# Bewitched sprout and pout



## GrassFarmer (Sep 21, 2017)

Whats the quickest you have seen kbg get out of sprout and pout? 
Day 16


----------



## GrassFarmer (Sep 21, 2017)

This picture is a little better at day 16 it is 62k and takes alot of water lol.


----------



## Ware (Jan 28, 2017)

GrassFarmer said:


> ...it is 62k and takes alot of water lol.


I bet! Welcome to TLF! :thumbup:


----------



## vnephologist (Aug 4, 2017)

Bewitched sod!?


----------



## GrassFarmer (Sep 21, 2017)

Na just a countryside lawn


----------



## Pete1313 (May 3, 2017)

GrassFarmer said:


> Whats the quickest you have seen kbg get out of sprout and pout?

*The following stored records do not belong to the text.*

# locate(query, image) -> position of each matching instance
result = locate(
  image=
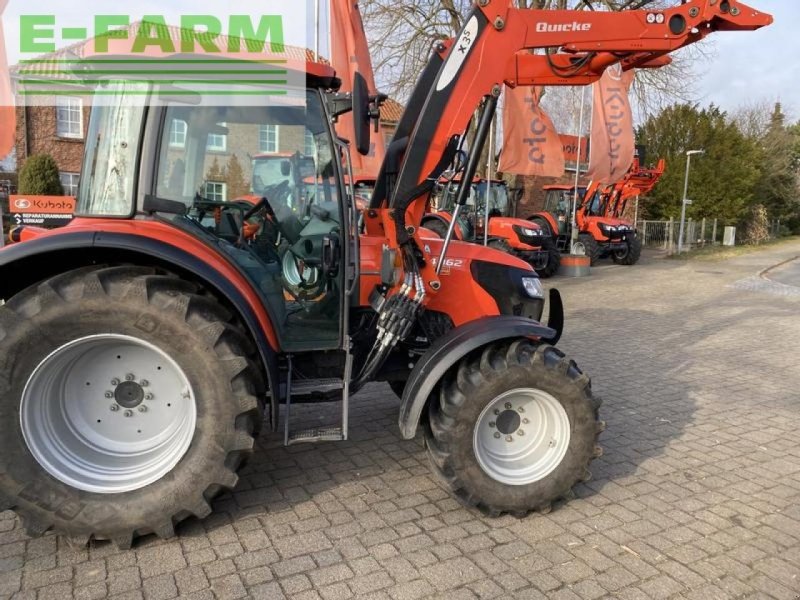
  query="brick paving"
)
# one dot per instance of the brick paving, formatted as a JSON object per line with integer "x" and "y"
{"x": 696, "y": 496}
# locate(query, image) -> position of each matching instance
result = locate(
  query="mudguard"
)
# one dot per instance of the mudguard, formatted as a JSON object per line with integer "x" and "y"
{"x": 448, "y": 350}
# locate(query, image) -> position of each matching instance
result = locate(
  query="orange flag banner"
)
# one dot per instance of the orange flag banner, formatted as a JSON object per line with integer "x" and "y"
{"x": 7, "y": 113}
{"x": 531, "y": 144}
{"x": 613, "y": 145}
{"x": 349, "y": 54}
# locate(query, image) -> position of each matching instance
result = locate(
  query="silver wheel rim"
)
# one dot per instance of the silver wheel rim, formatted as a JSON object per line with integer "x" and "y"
{"x": 108, "y": 413}
{"x": 521, "y": 436}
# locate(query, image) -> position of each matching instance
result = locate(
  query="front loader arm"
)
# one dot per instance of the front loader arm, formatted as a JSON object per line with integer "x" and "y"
{"x": 494, "y": 48}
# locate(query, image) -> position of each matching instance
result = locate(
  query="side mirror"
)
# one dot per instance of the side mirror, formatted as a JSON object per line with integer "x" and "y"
{"x": 361, "y": 114}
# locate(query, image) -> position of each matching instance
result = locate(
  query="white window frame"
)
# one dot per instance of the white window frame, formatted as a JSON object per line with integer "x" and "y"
{"x": 223, "y": 191}
{"x": 264, "y": 131}
{"x": 66, "y": 128}
{"x": 212, "y": 147}
{"x": 175, "y": 133}
{"x": 74, "y": 181}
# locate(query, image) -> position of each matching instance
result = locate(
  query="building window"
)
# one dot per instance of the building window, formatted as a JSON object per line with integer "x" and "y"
{"x": 69, "y": 117}
{"x": 177, "y": 133}
{"x": 217, "y": 142}
{"x": 268, "y": 138}
{"x": 69, "y": 181}
{"x": 216, "y": 191}
{"x": 309, "y": 144}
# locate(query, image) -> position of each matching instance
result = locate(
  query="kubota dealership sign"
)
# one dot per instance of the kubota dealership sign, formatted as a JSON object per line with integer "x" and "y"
{"x": 42, "y": 211}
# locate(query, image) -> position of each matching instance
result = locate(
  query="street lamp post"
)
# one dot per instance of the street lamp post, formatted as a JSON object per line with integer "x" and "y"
{"x": 685, "y": 200}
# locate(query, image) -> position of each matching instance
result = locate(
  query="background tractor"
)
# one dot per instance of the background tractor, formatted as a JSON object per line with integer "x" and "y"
{"x": 602, "y": 229}
{"x": 143, "y": 345}
{"x": 521, "y": 238}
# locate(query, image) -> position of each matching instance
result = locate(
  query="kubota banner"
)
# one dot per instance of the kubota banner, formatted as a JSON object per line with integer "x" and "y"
{"x": 613, "y": 145}
{"x": 531, "y": 144}
{"x": 349, "y": 54}
{"x": 43, "y": 211}
{"x": 7, "y": 112}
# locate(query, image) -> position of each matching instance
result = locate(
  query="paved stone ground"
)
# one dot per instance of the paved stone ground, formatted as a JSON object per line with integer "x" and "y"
{"x": 697, "y": 495}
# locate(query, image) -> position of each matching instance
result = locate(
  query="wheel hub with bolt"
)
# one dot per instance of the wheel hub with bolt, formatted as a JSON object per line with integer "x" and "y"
{"x": 521, "y": 436}
{"x": 108, "y": 413}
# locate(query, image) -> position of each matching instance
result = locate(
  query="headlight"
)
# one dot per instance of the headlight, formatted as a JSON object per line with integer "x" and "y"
{"x": 533, "y": 287}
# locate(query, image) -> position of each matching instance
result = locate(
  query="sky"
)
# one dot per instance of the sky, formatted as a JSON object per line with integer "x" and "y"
{"x": 756, "y": 66}
{"x": 747, "y": 67}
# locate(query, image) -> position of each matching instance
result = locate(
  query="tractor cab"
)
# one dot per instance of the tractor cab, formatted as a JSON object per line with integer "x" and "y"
{"x": 263, "y": 183}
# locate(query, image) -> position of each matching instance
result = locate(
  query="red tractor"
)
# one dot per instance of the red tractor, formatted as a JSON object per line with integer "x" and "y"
{"x": 143, "y": 345}
{"x": 521, "y": 238}
{"x": 599, "y": 215}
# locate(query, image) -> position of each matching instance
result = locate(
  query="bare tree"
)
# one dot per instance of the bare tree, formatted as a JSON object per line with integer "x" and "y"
{"x": 402, "y": 34}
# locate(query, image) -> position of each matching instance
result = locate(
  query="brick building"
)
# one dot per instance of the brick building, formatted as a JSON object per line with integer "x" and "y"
{"x": 58, "y": 125}
{"x": 58, "y": 130}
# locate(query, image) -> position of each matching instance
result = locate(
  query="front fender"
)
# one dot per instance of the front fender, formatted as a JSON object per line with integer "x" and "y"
{"x": 448, "y": 350}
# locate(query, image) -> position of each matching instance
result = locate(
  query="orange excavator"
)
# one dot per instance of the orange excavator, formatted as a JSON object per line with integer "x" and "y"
{"x": 602, "y": 230}
{"x": 167, "y": 343}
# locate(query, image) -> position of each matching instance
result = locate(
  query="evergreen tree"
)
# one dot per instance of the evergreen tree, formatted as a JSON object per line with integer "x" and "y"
{"x": 39, "y": 176}
{"x": 722, "y": 181}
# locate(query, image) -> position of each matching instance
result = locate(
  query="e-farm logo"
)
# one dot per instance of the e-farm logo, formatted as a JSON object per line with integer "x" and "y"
{"x": 38, "y": 33}
{"x": 202, "y": 54}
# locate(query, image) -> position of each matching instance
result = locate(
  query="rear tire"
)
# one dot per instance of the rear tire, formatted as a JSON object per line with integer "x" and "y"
{"x": 553, "y": 258}
{"x": 101, "y": 323}
{"x": 591, "y": 247}
{"x": 631, "y": 255}
{"x": 472, "y": 448}
{"x": 398, "y": 387}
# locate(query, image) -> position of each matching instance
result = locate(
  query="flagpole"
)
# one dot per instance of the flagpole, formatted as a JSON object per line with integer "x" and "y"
{"x": 489, "y": 175}
{"x": 316, "y": 30}
{"x": 574, "y": 236}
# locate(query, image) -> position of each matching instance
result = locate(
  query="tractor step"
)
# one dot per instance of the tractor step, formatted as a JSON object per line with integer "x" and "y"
{"x": 316, "y": 387}
{"x": 316, "y": 434}
{"x": 305, "y": 387}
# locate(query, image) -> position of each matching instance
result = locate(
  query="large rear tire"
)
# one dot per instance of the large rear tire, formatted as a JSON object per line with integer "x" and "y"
{"x": 631, "y": 255}
{"x": 590, "y": 246}
{"x": 514, "y": 428}
{"x": 130, "y": 402}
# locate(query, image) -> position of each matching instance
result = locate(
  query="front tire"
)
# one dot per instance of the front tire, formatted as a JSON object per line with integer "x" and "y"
{"x": 631, "y": 255}
{"x": 514, "y": 428}
{"x": 103, "y": 361}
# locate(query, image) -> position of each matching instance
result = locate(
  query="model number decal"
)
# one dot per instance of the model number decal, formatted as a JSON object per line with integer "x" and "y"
{"x": 458, "y": 54}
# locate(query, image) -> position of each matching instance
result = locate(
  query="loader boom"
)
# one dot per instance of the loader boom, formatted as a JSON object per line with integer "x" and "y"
{"x": 493, "y": 49}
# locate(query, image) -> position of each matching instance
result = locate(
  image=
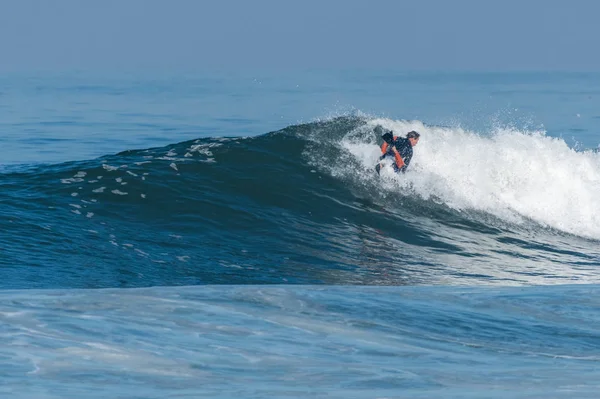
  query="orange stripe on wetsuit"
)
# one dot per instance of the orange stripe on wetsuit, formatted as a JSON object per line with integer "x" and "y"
{"x": 399, "y": 160}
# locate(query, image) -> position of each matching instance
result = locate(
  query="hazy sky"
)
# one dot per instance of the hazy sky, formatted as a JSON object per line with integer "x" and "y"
{"x": 284, "y": 34}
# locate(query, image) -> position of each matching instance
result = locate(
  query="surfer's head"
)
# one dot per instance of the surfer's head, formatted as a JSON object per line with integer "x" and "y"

30 days? Although on my last bewitched reno in 2014 a couple spots pouted until the following spring. Welcome to TLF, and I want that water cannon!


----------



## wardconnor (Mar 25, 2017)

This screams "triplex".


----------



## ericgautier (Apr 22, 2017)

62k is what dreams are made of! :thumbup:


----------



## GrassFarmer (Sep 21, 2017)

Is this out of the pout stage at day 19?


----------



## GrassDaddy (Mar 21, 2017)

Might be, it will take off when its out


----------



## GrassFarmer (Sep 21, 2017)

mowed for the first time today at day 24 need to take care of the broad leaves soon


----------



## ken-n-nancy (Jul 25, 2017)

GrassFarmer said:


>


Awesome!

Wow, that's a lot of grass!


----------



## MikeD (Aug 17, 2017)

Did it come out yet??? Its been 8 days for me now.. and I'm still pouting..


----------



## GrassFarmer (Sep 21, 2017)

around day 20 started coming out of pout now at day 32 color is starting to come in. The very last sprouted is still in pout mowed again yesterday.


----------



## HoosierHound (May 1, 2017)

Now _that_ is a serious lawn mower.


----------



## GrassFarmer (Sep 21, 2017)

Ya lol then hooked the "mower" to the drill and started planting grass, wheat is a grass right.


----------



## g-man (Jun 15, 2017)

Wheat is a grass.


----------



## GrassFarmer (Sep 21, 2017)

Day 47 starting to stripe nicely color is coming in good urea got it going.


----------



## GrassDaddy (Mar 21, 2017)

Looking great!


----------



## Pete1313 (May 3, 2017)

Beautiful! :thumbsup: 
Did you decide on spraying a post-m Tenacity app? Or saving it for next year?


----------



## GrassFarmer (Sep 21, 2017)

im going to wait there is still some younger grass out there and except for a small spot there is not enough weeds to hold the grass back


----------



## ABC123 (Jul 14, 2017)

Any plans for a triplex?


----------



## GrassFarmer (Sep 21, 2017)

well i would actually like a 8800 deere


----------



## GrassFarmer (Sep 21, 2017)

while mowing the yard yesterday i decided i can no longer look at all the broadleaves they are mainly yellow rocket, Plantain, and dandelion. dicamba gets them all so getting the big spray rig out that i built lol.


----------



## g-man (Jun 15, 2017)

The big spray rig is the one on the back?


----------



## GrassFarmer (Sep 21, 2017)

ya i dont need 90ft and ground is a little too soft for that unit but we did spray roundup on the yard this summer with it


----------